What is it? The first aboretum to be combined with a cemetery in Europe, Abney Park was laid out in the 18th century as a non-denominational burial ground and became the place for dissenters and non-conformists to be laid to rest with an ethos of 'anyone can be buried anywhere'. Famous interrments include the founders of the Salvation Army, William and Catherine Booth along with many of their colleagues and menagerists, Suzanne and Frank Bostock, notable for their impressive life-sized sleeping lion tomb.
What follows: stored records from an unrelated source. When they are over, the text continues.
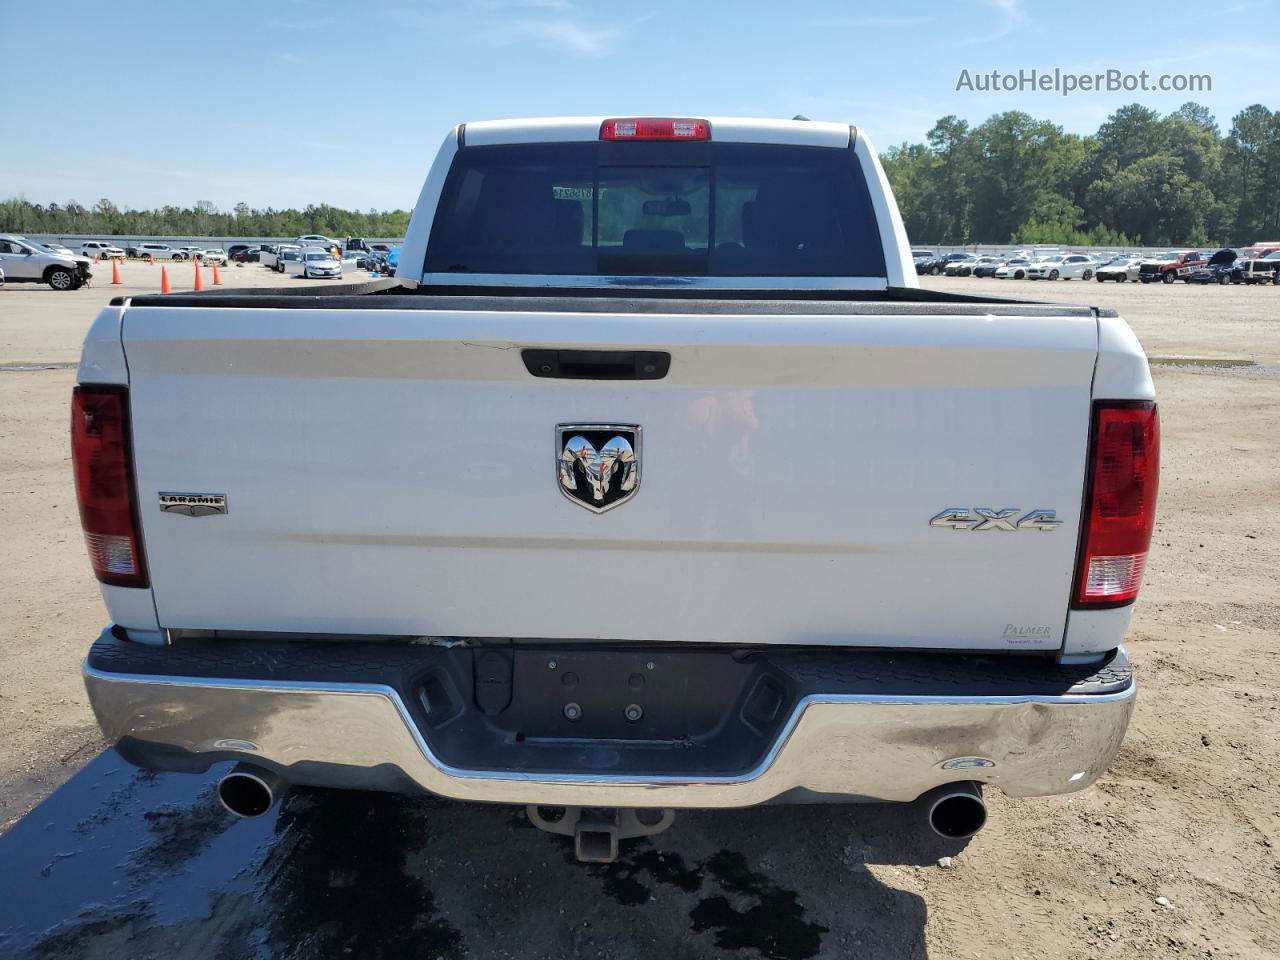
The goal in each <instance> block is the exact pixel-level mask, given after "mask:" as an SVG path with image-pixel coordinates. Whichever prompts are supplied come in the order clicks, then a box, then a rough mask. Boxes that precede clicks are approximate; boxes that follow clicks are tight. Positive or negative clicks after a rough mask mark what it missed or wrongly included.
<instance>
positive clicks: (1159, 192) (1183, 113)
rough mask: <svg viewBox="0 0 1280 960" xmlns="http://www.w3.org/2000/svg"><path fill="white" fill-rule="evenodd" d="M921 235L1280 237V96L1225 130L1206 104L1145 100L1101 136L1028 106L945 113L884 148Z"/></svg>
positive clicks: (1188, 236) (1145, 237) (1212, 241)
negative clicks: (931, 127)
mask: <svg viewBox="0 0 1280 960" xmlns="http://www.w3.org/2000/svg"><path fill="white" fill-rule="evenodd" d="M882 160H883V164H884V170H886V173H887V174H888V178H890V182H891V183H892V184H893V191H895V193H896V195H897V202H899V205H900V206H901V210H902V219H904V221H905V223H906V232H908V236H909V237H911V239H913V242H915V243H957V244H959V243H975V242H991V243H1005V242H1009V243H1070V244H1107V246H1111V244H1115V246H1130V244H1133V246H1139V244H1140V246H1165V244H1188V246H1207V244H1213V243H1231V244H1236V246H1239V244H1245V243H1252V242H1254V241H1258V239H1277V238H1280V110H1275V111H1272V110H1268V109H1267V108H1265V106H1262V105H1261V104H1254V105H1253V106H1249V108H1245V109H1244V110H1242V111H1240V113H1238V114H1236V115H1235V116H1234V118H1233V119H1231V128H1230V129H1229V131H1228V132H1226V133H1225V134H1222V133H1221V131H1220V129H1219V125H1217V120H1216V119H1215V118H1213V115H1212V114H1211V113H1210V111H1208V109H1207V108H1204V106H1201V105H1199V104H1193V102H1192V104H1184V105H1183V106H1181V108H1179V109H1178V110H1175V111H1172V113H1171V114H1167V115H1165V116H1161V115H1160V114H1158V113H1157V111H1155V110H1151V109H1148V108H1146V106H1142V105H1139V104H1130V105H1128V106H1123V108H1120V109H1119V110H1116V111H1115V113H1114V114H1111V116H1108V118H1107V119H1106V122H1105V123H1103V124H1102V125H1101V127H1100V128H1098V131H1097V132H1096V133H1093V134H1089V136H1078V134H1074V133H1064V131H1062V128H1061V127H1057V125H1055V124H1052V123H1050V122H1047V120H1037V119H1034V118H1032V116H1029V115H1028V114H1024V113H1020V111H1010V113H1002V114H996V115H995V116H992V118H989V119H988V120H987V122H986V123H982V124H979V125H977V127H970V125H969V124H968V123H966V122H965V120H961V119H959V118H956V116H943V118H942V119H941V120H938V122H937V123H936V124H934V127H933V129H931V131H929V133H928V136H927V138H925V142H924V143H902V145H901V146H895V147H891V148H890V150H887V151H886V154H884V155H883V157H882Z"/></svg>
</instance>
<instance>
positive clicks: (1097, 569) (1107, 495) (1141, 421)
mask: <svg viewBox="0 0 1280 960" xmlns="http://www.w3.org/2000/svg"><path fill="white" fill-rule="evenodd" d="M1091 444H1092V449H1091V451H1089V457H1091V460H1089V474H1088V477H1089V479H1088V489H1087V490H1085V498H1084V525H1085V526H1084V538H1083V541H1082V548H1080V559H1079V563H1078V564H1076V571H1075V598H1074V604H1073V605H1075V607H1076V608H1100V607H1121V605H1124V604H1126V603H1133V600H1134V598H1135V596H1137V595H1138V589H1139V588H1140V586H1142V571H1143V568H1144V567H1146V566H1147V549H1148V548H1149V547H1151V531H1152V527H1153V526H1155V524H1156V492H1157V488H1158V486H1160V415H1158V412H1157V411H1156V404H1155V403H1151V402H1149V401H1137V402H1107V401H1100V402H1097V403H1094V404H1093V433H1092V440H1091Z"/></svg>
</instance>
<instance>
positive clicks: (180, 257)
mask: <svg viewBox="0 0 1280 960" xmlns="http://www.w3.org/2000/svg"><path fill="white" fill-rule="evenodd" d="M124 252H125V253H127V255H128V256H131V257H143V259H145V257H151V259H152V260H186V259H187V257H186V256H184V255H183V253H182V252H180V251H177V250H174V248H173V247H170V246H169V244H168V243H151V242H141V243H133V244H131V246H128V247H125V248H124Z"/></svg>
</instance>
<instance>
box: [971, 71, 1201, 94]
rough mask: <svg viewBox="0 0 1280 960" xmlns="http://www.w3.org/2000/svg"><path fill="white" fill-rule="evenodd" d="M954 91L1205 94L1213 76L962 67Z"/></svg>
mask: <svg viewBox="0 0 1280 960" xmlns="http://www.w3.org/2000/svg"><path fill="white" fill-rule="evenodd" d="M956 90H957V91H960V90H964V91H969V92H973V93H1061V95H1062V96H1069V95H1070V93H1075V92H1076V91H1080V92H1098V93H1167V92H1175V93H1207V92H1211V91H1212V90H1213V77H1211V76H1210V74H1207V73H1161V74H1152V73H1149V72H1148V70H1138V72H1137V73H1133V72H1129V70H1119V69H1114V68H1112V69H1106V70H1101V72H1098V73H1073V72H1070V70H1062V69H1061V68H1053V69H1052V70H1037V69H1021V70H1015V72H1007V73H1005V72H1001V70H987V72H973V70H966V69H961V70H960V77H959V79H956Z"/></svg>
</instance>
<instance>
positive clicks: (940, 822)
mask: <svg viewBox="0 0 1280 960" xmlns="http://www.w3.org/2000/svg"><path fill="white" fill-rule="evenodd" d="M986 826H987V804H984V803H983V801H982V794H979V792H978V790H977V788H974V787H972V786H964V787H960V788H956V790H948V791H947V792H945V794H942V795H940V796H938V797H937V799H936V800H934V801H933V803H932V804H931V805H929V827H931V828H932V829H933V832H934V833H937V835H938V836H940V837H943V838H946V840H968V838H969V837H972V836H973V835H974V833H977V832H978V831H979V829H982V828H983V827H986Z"/></svg>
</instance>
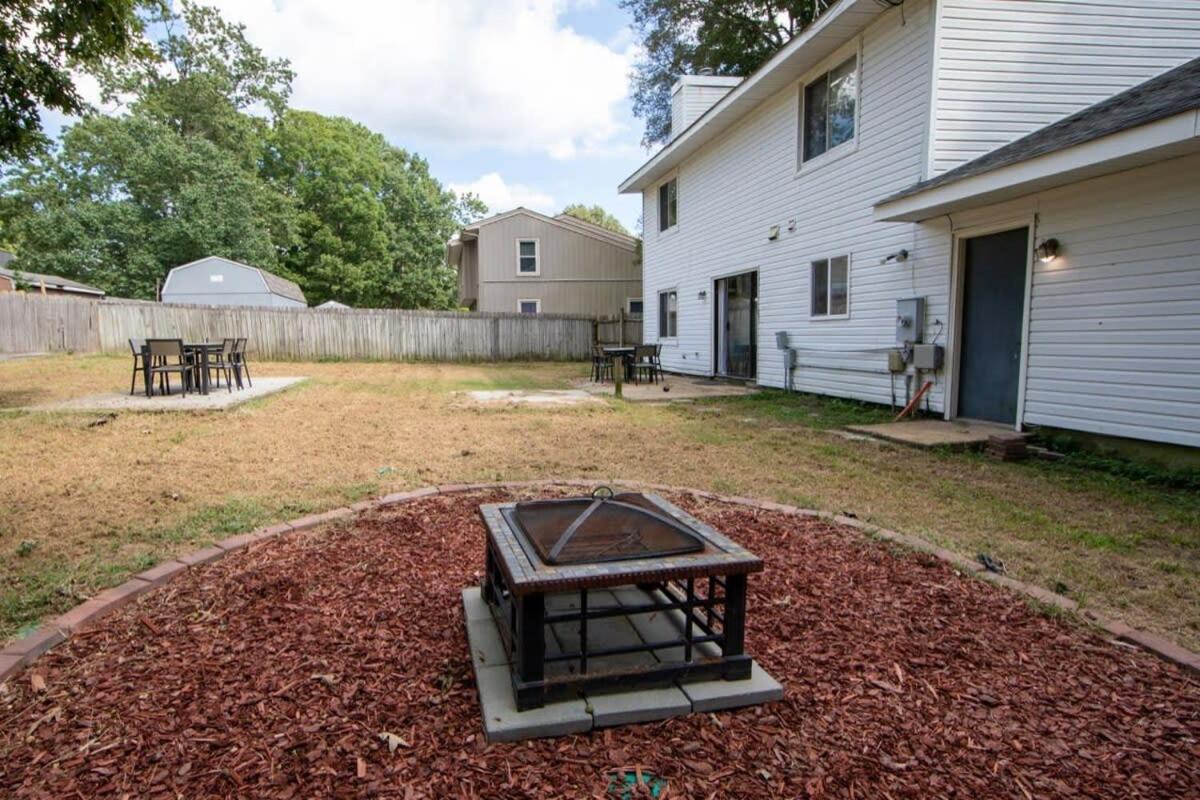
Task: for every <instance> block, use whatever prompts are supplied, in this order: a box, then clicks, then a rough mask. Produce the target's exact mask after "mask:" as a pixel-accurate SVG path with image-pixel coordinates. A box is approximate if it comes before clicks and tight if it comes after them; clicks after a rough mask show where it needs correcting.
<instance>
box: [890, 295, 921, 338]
mask: <svg viewBox="0 0 1200 800" xmlns="http://www.w3.org/2000/svg"><path fill="white" fill-rule="evenodd" d="M924 330H925V299H924V297H905V299H904V300H896V347H900V348H904V347H908V345H912V344H916V343H917V342H920V338H922V332H923V331H924Z"/></svg>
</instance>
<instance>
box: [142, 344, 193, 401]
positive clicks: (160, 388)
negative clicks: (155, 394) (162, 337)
mask: <svg viewBox="0 0 1200 800" xmlns="http://www.w3.org/2000/svg"><path fill="white" fill-rule="evenodd" d="M146 349H148V350H149V353H150V385H149V386H146V396H150V395H154V378H155V375H157V377H158V389H160V391H163V393H166V395H169V393H170V374H172V373H173V372H178V373H179V379H180V380H181V381H182V384H184V397H187V386H188V384H191V383H192V381H191V377H192V365H191V362H188V360H187V354H186V353H184V339H146ZM173 359H174V363H173V362H172V360H173ZM164 386H166V389H163V387H164Z"/></svg>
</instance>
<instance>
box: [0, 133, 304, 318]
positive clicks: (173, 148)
mask: <svg viewBox="0 0 1200 800" xmlns="http://www.w3.org/2000/svg"><path fill="white" fill-rule="evenodd" d="M5 188H6V190H7V191H6V192H5V196H4V198H2V201H0V223H2V225H4V229H5V231H6V235H7V236H10V237H12V239H13V240H16V241H17V242H18V245H19V253H20V266H22V269H24V270H29V271H34V272H49V273H54V275H62V276H66V277H72V278H76V279H79V281H84V282H85V283H90V284H94V285H97V287H100V288H102V289H104V290H106V291H108V293H110V294H113V295H116V296H124V297H142V299H154V296H155V288H156V285H157V282H158V281H161V279H162V278H163V277H164V276H166V275H167V271H168V270H169V269H170V267H172V266H176V265H179V264H184V263H187V261H191V260H194V259H197V258H202V257H204V255H210V254H216V255H224V257H227V258H233V259H236V260H241V261H246V263H250V264H254V265H257V266H263V267H265V269H269V270H274V271H282V272H284V273H286V269H284V267H283V266H282V265H281V264H280V261H278V254H280V253H281V252H282V249H283V247H281V246H280V245H281V243H282V245H287V243H289V242H290V241H293V239H294V228H295V223H294V210H293V207H292V205H290V203H289V201H288V200H287V198H284V197H281V196H280V194H277V193H276V192H274V191H271V188H270V187H269V186H266V185H265V184H263V182H262V181H260V180H259V179H258V176H257V175H256V174H254V173H253V172H247V170H246V169H245V167H244V164H242V163H241V162H240V160H239V158H238V157H236V156H234V155H232V154H229V152H228V151H226V150H223V149H221V148H220V146H217V145H215V144H214V143H211V142H209V140H208V139H204V138H203V137H196V136H191V137H184V136H180V134H179V133H178V132H176V131H174V130H172V128H170V127H169V126H167V125H164V124H163V122H161V121H160V120H156V119H152V118H149V116H146V115H145V114H140V113H134V114H132V115H127V116H119V118H112V116H100V115H97V116H91V118H88V119H86V120H84V121H82V122H79V124H78V125H74V126H72V127H71V128H70V130H67V131H66V133H65V134H64V137H62V142H61V144H60V146H59V148H58V149H56V150H55V152H54V154H53V155H49V156H47V157H46V158H42V160H38V161H36V162H34V163H31V164H28V166H25V167H24V168H23V169H20V170H18V172H17V173H16V174H14V175H13V176H12V178H11V179H10V180H8V181H7V184H6V187H5Z"/></svg>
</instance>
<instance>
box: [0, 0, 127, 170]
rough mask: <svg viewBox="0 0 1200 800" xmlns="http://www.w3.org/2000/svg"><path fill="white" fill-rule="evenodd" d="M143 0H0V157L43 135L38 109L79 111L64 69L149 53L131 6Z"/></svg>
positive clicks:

Where is it? Stoke Newington, N16. There's a discreet gate off busy Church Street and an elaborate Egyptian Revivalist entrance to the east on Stoke Newington High Street. At either it's just a few steps from urbanity to tranquility.
Why has it tickled our fancy? This delightfully dilapidated Victorian cemetery is criss-crossed with clear, safe paths through a woodland wilderness of intriguing ancient tombs, monuments, vaults and memorials. At its heart you stumble upon a clearing where a simple neglected chapel with empty rose windows stands and on your way you're bound to pass the oversize statue of hymn writer Dr Isaac Watts, who helped Mary Abney lay out the park. The place teems with wildlife and even if you completely lose your bearings down apparently identical overgrown paths, you never catch quite the same landscape twice.
Oh, and to spice things up, there's definitely at least one WWII UXB somewhere.
Nature notes: Originally laid out as an arboretum planted A-Z, Abney Park is a winner for trees, even though some of its prize specimens have been lost over the years. The trees are ideal for birds and we're told the dawn chorus is one reason to get up before the sun. Stinging nettles proliferate like mad so watch out bare arms but butterflies love them, and it shows. The graves are crazy with grasses, cow parsley and wild roses and the mix of cool sheltered tracts with clearings and sun dappled bits means a whole variety of plantlife make the cemetery its home. A batch of squirrels put paid to the rumour that Hackney doesn't have any and we're told foxes, rats, mice and bats happily hang out here too.